Selon la définition de l'OWASP, la divulgation d'informations sensibles se produit lorsque les LLM révèlent par inadvertance des données confidentielles dans les réponses, ce qui entraîne un accès non autorisé aux données, des violations de la vie privée et des failles de sécurité. Une façon d'éviter cela est d'ajouter des validations strictes de l'invite. Une autre approche consiste à identifier le moment où les informations personnelles identifiables (PII) quittent le modèle. C'est le cas, par exemple, lorsqu'un modèle a été formé à l'aide d'une base de connaissances de l'entreprise qui peut contenir des informations sensibles, telles que des PII (comme le numéro de sécurité sociale), des codes propriétaires ou des algorithmes.
Les clients qui utilisent des modèles LLM derrière Cloudflare WAF peuvent utiliser l'ensemble de règles gérées SDD (Sensitive Data Detection) WAF pour identifier certaines PII renvoyées par le modèle dans la réponse. Les clients peuvent consulter les correspondances SDD sur les événements de sécurité du WAF. Aujourd'hui, SDD est proposé sous la forme d'un ensemble de règles gérées conçues pour rechercher des informations financières (telles que les numéros de carte de crédit) ainsi que des secrets (clés API). Dans le cadre de la feuille de route, Cloudflare prévoit de permettre à ses clients de créer leurs propres empreintes digitales personnalisées.

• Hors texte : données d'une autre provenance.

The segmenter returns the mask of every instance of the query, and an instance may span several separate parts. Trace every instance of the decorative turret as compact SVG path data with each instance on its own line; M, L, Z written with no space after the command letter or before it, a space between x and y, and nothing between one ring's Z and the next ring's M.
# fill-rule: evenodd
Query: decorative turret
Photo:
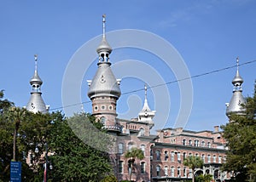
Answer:
M42 99L41 85L43 81L38 73L38 55L34 55L35 58L35 72L33 77L30 80L32 85L32 92L30 100L26 105L26 110L36 112L46 113L48 112L49 107L45 105Z
M241 84L243 82L243 79L239 74L239 59L236 58L236 74L232 80L232 84L234 85L233 88L233 96L230 101L230 103L226 104L226 115L230 117L232 113L236 113L238 115L244 114L244 109L241 105L245 104L245 99L242 96L242 89Z
M102 40L96 48L98 69L92 80L88 80L88 97L92 101L92 114L96 116L108 130L119 131L116 123L116 102L121 95L120 79L116 79L111 70L109 46L105 33L106 15L102 16Z
M144 100L144 105L142 109L142 111L139 112L138 117L138 122L146 122L148 123L150 126L150 128L154 125L153 122L153 117L155 115L155 111L151 111L148 104L148 99L147 99L147 86L145 85L145 100Z

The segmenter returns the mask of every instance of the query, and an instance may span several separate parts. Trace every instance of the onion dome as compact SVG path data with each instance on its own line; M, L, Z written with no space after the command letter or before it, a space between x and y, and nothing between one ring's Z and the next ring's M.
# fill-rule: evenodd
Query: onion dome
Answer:
M45 103L42 98L41 85L43 81L38 74L38 56L35 55L35 72L33 77L30 80L32 85L32 92L30 100L26 105L26 110L36 112L46 113L49 107L45 105Z
M233 95L230 101L230 103L226 104L226 115L227 117L230 117L232 113L236 113L238 115L243 115L244 114L244 108L242 107L242 105L245 104L245 99L242 95L242 89L241 89L241 84L243 82L243 79L239 74L238 70L239 65L239 60L236 59L236 74L235 77L232 80L232 84L234 85L233 88Z
M98 96L110 96L119 99L121 95L120 80L115 78L110 67L109 54L112 52L112 48L107 42L105 35L106 15L104 14L102 18L103 36L96 49L99 55L98 69L92 81L87 81L90 86L87 94L90 100Z
M147 86L145 85L145 100L142 111L139 112L138 122L147 122L151 125L150 128L154 125L153 117L155 115L155 111L151 111L148 104L147 99Z

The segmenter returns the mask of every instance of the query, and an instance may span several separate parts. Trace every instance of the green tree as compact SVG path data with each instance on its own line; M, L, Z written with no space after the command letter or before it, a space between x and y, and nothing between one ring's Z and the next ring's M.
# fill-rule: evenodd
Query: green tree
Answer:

L'autre cas d'utilisation vise à empêcher les utilisateurs de partager des PII ou d'autres informations sensibles avec des fournisseurs LLM externes, tels que OpenAI ou Anthropic. Pour se protéger contre ce scénario, Cloudflare prévoit d'étendre le SDD afin d'analyser l'invite et d'intégrer sa sortie à AI Gateway où, en plus de l'historique de l'invite, certaines données sensibles seront détectées si elles ont été incluses dans la requête. Cloudflare commencera par utiliser les règles SDD existantes, et prévoit d'autoriser les clients à rédiger leurs propres signatures personnalisées. Dans le même ordre d'idées, l'obscurcissement est une autre fonction dont les clients évoquent souvent l'importance. Une fois disponible, le SDD étendu permettra aux clients d'obscurcir certaines données sensibles dans une invite avant qu'elles n'atteignent le modèle. Le SDD sur la phase de requête est en cours de développement.